As frases até poderiam fazer sentido em outro contexto. Mas não se tem notícia de que o PMDB trabalhe sem remuneração. Bem ao contrário, tem sido regiamente compensado pelo governo federal --e cruza os braços, ou trabalha contra ele, a cada decisão importante.
Não é bem assim, argumenta o peemedebista. Cunha exibe abertamente seu desgosto com a partilha dos cargos ministeriais promovida pela presidente Dilma Rousseff.
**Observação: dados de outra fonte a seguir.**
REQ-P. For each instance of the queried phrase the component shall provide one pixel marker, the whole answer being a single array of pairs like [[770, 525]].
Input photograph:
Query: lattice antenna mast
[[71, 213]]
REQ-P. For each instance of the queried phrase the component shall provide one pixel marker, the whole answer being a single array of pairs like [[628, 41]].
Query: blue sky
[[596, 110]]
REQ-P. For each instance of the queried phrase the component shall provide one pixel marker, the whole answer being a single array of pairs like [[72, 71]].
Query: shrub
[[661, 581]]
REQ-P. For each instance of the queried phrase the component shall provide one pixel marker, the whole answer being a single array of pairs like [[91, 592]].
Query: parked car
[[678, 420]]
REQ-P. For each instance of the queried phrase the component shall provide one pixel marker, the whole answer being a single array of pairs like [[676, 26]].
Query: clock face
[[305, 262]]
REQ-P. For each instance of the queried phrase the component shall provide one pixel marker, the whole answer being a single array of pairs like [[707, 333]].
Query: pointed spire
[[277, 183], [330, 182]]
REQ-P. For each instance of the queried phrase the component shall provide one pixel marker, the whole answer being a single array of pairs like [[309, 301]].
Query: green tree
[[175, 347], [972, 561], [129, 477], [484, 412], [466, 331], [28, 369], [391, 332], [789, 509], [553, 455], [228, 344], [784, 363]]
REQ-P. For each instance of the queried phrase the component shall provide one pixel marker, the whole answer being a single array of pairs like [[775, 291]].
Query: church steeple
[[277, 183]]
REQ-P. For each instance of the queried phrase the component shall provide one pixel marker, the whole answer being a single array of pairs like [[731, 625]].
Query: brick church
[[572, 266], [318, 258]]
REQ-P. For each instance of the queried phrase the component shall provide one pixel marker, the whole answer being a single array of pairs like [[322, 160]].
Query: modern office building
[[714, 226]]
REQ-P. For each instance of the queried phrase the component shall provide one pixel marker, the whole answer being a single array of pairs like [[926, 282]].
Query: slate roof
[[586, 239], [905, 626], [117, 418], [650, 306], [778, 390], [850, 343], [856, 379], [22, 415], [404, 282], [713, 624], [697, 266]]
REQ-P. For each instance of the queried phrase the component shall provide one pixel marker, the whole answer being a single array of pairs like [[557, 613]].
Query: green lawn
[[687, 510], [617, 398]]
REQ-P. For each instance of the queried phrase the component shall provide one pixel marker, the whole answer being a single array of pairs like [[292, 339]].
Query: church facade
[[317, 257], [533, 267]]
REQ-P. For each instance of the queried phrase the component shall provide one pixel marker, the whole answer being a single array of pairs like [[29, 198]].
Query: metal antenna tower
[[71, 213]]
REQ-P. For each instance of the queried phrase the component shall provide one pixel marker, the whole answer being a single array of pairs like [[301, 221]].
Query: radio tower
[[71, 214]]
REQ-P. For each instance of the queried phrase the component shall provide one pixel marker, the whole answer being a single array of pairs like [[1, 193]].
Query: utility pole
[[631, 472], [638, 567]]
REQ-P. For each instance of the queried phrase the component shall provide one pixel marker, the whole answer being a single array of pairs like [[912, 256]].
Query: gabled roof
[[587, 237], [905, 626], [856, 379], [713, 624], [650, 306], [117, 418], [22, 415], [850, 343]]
O PMDB não exerce influência, declara, no Ministério das Minas e Energia. "Tem apenas o cargo de ministro." O mesmo aconteceria na Secretaria de Aviação Civil, onde o peemedebista Moreira Franco só fez o sacrifício, por assim dizer, de assumir o posto. "Em nenhum ministério o PMDB tem poder."
Explicita-se, enfim, uma reivindicação mais desabrida: ou um ministério é entregue inteiro, no sistema de "porteiras fechadas", ou nada feito. Se se trata de um recado (e do que poderia tratar-se, se não disso?), é forçoso reconhecer que Cunha o embalou com habilidade.
Sua entrevista tem duas partes claramente distintas. Na primeira, o peemedebista expõe vários argumentos técnicos para justificar a resistência de seu partido à medida provisória dos portos.
Qualquer mudança num marco regulatório, diz o líder, interfere em interesses econômicos; há beneficiados e prejudicados. No caso dos portos, quatro terminais recém-instalados, com o compromisso de transportar apenas carga própria, passariam a ter a vantagem de transportar também carga de terceiros --sem passar, lastima Cunha, pela licitação de praxe.
A MP favoreceria, portanto, alguns grupos econômicos. "Mas eu não estou contestando isso", acrescenta, de forma algo surpreendente, o líder peemedebista. Sua crítica se faz em tese: não se deve ao mesmo tempo "beneficiar um e fazer a ruptura para os outros".
Volta-se, de certa forma, ao ponto de partida: toda mudança de regras naturalmente altera a situação para os que irão, no futuro, submeter-se a elas. Seja qual for a solução técnica para o problema, a entrevista de Cunha assume outro rumo, mais simples, a partir daí.
A nova regra dos portos deverá voltar à pauta da Câmara hoje e precisa ser votada até quinta-feira no Senado. Se aprovada, ou não, terá sido menos em função de argumentos e interesses daquele tipo do que de outra regra --a das porteiras, que o PMDB quer fechadas nos ministérios de sua cota.
A presidente resiste a tanto, mas para isso só conta com o apoio da opinião pública --da qual se distancia não só o PMDB, mas toda a base parlamentar do Planalto, assim que as urnas se fecham.